Answer:
Part 1 : [tex]A=250 e^{-0.008223t}[/tex]
Part 2 : Half life is 84 minutes ( approx )
Step-by-step explanation:
Part 1 : Suppose the function that shows the amount( in grams ) of the substance after t minutes,
[tex]A=A_0 e^{kt}[/tex]
If t = 0 min, A = 250 grams,
[tex]250=A_0 e^{0}[/tex]
[tex]\implies A_0 = 250[/tex]
If t = 250, A = 32 grams,
[tex]32 = A_0 e^{250k}[/tex]
[tex]32 = 250 e^{250k}[/tex]
[tex]0.128 = e^{250k}[/tex]
Taking ln both sides,
[tex]\ln(0.128) = 250k[/tex]
[tex]\implies k =\frac{\ln(0.128)}{250}=-0.008223[/tex]

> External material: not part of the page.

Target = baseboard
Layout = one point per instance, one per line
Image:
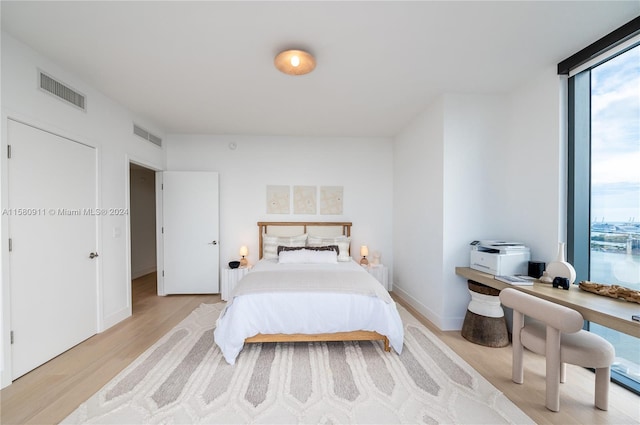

Hence, the equation that shows this situation,
[tex]A=250 e^{-0.008223t}[/tex]
Part 2 : If A = 250/2 = 125,
[tex]125 = 250 e^{-0.008223t}[/tex]
[tex]0.5 = e^{-0.008223t}[/tex]
Taking ln both sides,
[tex]\ln(0.5) = -0.008223t[/tex]
[tex]\implies t =\frac{\ln(0.5)}{-0.008223}\approx 84[/tex]
Therefore, the half life of the substance would be 84 minutes.